Abstract:We study the hidden-action principal-agent problem in an online setting. In each round, the principal posts a contract that specifies the payment to the agent based on each outcome. The agent then makes a strategic choice of action that maximizes her own utility, but the action is not directly observable by the principal. The principal observes the outcome and receives utility from the agent's choice of action. Based on past observations, the principal dynamically adjusts the contracts with the goal of maximizing her utility. We introduce an online learning algorithm and provide an upper bound on its Stackelberg regret. We show that when the contract space is $[0,1]^m$, the Stackelberg regret is upper bounded by $\widetilde O(\sqrt{m} \cdot T^{1-C/m})$, and lower bounded by $\Omega(T^{1-1/(m+2)})$. This result shows that exponential-in-$m$ samples are both sufficient and necessary to learn a near-optimal contract, resolving an open problem on the hardness of online contract design. When contracts are restricted to some subset $\mathcal{F} \subset [0,1]^m$, we define an intrinsic dimension of $\mathcal{F}$ that depends on the covering number of the spherical code in the space and bound the regret in terms of this intrinsic dimension.

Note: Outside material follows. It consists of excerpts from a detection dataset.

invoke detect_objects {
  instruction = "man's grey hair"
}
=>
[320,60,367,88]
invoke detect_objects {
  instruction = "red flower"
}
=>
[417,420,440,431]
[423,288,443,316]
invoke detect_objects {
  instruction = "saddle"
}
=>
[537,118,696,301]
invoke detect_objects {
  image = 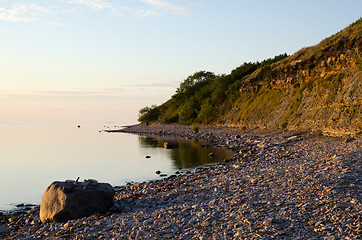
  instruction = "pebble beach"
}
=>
[0,124,362,240]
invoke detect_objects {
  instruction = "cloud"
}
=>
[0,3,51,22]
[139,0,191,16]
[68,0,117,12]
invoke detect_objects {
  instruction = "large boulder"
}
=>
[40,180,114,223]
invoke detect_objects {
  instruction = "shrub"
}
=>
[192,125,200,133]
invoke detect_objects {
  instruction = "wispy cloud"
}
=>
[139,0,191,16]
[0,0,191,22]
[0,3,51,22]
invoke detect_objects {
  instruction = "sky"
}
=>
[0,0,362,124]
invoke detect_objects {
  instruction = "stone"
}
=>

When $\mathcal{F}$ is the family of linear contracts, the Stackelberg regret grows exactly as $\Theta(T^{2/3})$. The contract design problem is challenging because the utility function is discontinuous. Bounding the discretization error in this setting has been an open problem. In this paper, we identify a limited set of directions in which the utility function is continuous, allowing us to design a new discretization method and bound its error. This approach enables the first upper bound with no restrictions on the contract and action space.